A Necessidade De Constante Auto-Avaliação

A Necessidade De Constante Auto-Avaliação

 

                        No livro O cristão e a cultura, Horton analisa a cultura contemporânea, desde seus fundamentos vindos do passado, e como ela afeta a igreja. Mostra que deveríamos marcar o mundo, mas é ele que nos dita um estilo de vida. Assim, a igreja é mundana.

 

            “Mundana” não significa usar jóias, enfeites, perfumes, ir a cinema e ouvir música profana.
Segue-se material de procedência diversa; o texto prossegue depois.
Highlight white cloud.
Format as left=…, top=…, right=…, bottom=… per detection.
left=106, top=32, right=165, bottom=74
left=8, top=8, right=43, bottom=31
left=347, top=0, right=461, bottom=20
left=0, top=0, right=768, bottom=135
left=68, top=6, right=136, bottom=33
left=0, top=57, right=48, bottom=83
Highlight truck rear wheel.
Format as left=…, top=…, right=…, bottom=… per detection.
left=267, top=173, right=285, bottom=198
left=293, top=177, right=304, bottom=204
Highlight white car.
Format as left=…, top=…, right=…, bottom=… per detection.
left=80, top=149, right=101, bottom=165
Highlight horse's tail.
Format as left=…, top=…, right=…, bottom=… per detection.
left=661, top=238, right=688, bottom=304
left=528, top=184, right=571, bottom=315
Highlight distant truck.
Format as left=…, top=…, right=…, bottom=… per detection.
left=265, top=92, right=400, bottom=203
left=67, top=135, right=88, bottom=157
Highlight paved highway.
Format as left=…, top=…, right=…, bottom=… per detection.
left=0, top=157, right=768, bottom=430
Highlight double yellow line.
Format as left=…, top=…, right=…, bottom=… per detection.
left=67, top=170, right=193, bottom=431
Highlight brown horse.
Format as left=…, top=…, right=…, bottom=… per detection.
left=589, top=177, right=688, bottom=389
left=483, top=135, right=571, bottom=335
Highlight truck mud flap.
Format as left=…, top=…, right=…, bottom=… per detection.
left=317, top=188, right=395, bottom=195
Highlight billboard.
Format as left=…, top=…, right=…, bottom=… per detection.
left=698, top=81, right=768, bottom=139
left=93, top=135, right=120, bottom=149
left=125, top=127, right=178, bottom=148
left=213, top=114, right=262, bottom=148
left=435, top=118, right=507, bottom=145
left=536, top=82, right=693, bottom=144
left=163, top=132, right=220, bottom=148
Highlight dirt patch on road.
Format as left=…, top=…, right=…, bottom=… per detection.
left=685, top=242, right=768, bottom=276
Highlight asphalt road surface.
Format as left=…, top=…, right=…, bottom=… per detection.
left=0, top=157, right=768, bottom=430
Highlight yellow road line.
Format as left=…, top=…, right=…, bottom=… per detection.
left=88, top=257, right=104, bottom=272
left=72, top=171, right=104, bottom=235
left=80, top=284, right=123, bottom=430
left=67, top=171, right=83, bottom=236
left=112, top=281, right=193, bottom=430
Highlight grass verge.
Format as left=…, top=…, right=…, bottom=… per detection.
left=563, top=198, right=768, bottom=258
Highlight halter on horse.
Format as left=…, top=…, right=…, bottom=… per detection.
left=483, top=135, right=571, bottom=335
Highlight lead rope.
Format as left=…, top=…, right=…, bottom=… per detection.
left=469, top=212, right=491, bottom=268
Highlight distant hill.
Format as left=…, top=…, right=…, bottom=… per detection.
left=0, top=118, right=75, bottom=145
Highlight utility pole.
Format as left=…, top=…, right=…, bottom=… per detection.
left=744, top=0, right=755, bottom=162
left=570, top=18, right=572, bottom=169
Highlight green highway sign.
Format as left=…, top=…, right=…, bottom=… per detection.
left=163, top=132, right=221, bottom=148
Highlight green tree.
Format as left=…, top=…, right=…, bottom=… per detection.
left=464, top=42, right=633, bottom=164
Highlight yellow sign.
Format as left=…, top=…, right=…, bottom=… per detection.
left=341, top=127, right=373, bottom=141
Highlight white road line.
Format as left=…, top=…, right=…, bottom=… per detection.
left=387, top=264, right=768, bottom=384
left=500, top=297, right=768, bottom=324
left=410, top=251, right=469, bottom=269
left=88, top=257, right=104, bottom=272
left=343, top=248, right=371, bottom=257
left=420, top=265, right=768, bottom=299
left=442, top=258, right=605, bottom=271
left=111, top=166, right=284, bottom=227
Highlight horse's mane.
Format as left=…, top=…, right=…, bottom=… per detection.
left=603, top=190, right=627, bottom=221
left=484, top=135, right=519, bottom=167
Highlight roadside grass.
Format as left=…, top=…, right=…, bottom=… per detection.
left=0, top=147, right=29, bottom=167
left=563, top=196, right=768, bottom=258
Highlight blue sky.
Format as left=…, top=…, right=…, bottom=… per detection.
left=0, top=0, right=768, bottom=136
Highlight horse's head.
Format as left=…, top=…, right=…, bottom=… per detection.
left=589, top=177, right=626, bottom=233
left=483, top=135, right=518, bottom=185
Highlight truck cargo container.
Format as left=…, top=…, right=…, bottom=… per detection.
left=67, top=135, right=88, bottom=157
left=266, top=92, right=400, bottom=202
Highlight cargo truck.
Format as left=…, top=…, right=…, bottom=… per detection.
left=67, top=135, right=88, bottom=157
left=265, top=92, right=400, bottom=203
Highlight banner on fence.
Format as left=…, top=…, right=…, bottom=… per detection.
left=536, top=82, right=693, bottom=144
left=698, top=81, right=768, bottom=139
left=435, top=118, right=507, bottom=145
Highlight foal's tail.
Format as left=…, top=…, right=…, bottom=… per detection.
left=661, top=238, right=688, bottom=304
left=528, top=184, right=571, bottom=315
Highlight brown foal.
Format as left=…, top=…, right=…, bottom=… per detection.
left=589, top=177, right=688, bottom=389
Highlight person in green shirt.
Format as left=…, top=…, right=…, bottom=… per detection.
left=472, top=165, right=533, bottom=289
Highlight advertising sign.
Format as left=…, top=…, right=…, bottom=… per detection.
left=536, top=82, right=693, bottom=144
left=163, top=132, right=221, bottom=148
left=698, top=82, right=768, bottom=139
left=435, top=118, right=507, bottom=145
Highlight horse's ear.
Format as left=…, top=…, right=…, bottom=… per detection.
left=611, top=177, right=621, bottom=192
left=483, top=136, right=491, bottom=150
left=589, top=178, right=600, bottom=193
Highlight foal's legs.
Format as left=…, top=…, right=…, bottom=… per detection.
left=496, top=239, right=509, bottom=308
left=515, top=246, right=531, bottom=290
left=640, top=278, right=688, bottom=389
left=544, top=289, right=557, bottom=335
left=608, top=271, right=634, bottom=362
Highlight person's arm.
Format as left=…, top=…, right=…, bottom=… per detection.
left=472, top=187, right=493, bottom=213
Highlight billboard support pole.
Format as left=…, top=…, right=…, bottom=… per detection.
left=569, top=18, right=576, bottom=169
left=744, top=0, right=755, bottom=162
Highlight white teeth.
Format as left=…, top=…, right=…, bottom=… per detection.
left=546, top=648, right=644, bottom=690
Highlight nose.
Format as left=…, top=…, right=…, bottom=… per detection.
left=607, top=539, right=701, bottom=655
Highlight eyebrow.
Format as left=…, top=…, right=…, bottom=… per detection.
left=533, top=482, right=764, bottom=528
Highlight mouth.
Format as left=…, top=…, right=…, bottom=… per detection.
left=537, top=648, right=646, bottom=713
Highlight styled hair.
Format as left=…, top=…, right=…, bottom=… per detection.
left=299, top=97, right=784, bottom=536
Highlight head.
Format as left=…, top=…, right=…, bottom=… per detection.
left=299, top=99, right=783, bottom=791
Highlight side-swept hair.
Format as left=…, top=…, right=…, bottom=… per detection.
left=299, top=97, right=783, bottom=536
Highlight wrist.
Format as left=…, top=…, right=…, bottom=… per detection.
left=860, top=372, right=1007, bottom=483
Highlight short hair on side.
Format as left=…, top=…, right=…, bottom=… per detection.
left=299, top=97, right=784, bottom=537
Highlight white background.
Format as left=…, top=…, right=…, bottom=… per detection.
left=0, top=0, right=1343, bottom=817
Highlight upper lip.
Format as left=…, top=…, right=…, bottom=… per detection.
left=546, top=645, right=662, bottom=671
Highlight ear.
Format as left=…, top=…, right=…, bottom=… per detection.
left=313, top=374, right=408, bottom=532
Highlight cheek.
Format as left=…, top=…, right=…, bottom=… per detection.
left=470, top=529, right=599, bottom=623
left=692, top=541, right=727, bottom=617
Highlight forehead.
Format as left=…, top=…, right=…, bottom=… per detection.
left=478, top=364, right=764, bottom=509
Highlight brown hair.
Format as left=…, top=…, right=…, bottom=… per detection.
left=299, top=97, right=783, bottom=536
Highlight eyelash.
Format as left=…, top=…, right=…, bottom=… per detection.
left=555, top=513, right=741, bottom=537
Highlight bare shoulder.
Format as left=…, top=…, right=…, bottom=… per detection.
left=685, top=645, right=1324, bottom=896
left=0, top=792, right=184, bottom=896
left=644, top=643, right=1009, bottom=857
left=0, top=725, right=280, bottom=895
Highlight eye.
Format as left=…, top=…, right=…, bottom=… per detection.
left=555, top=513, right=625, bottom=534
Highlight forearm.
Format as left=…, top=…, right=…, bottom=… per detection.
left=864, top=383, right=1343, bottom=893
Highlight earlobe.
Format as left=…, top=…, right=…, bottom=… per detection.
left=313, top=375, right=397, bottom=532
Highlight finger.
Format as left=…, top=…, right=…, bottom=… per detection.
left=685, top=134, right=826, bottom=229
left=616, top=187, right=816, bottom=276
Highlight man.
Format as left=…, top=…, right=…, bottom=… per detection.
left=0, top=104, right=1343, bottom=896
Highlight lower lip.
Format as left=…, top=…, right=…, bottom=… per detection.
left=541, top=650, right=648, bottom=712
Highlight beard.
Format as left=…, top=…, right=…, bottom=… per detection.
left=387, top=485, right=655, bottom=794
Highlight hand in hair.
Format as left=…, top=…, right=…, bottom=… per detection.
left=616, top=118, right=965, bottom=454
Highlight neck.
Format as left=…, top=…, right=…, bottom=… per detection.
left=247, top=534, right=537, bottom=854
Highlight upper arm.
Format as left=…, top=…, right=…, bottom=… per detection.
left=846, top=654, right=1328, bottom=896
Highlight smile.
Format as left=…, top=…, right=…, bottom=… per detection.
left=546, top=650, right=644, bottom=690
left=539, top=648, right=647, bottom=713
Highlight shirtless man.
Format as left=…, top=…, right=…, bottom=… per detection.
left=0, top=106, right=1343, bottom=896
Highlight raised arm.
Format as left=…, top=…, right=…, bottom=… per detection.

Significa aceitar as regras do mundo em seus critérios de avaliação. Uma das questões diz respeito ao rumo de muitas igrejas. Não são orientadas para a fidelidade, mas para o sucesso. O critério é empresarial: se o rol de membros aumentou, se as entradas e a freqüência cresceram, e não se a Bíblia tem sido ensinada e rege a vida da igreja e se ela tem crescido no conhecimento de Cristo. Estas coisas, que são certas (a primazia da Bíblia e Cristo na vida), não abafam o crescimento. Produzem o verdadeiro crescimento, pela conversão e não pela adesão. E levam à maturidade.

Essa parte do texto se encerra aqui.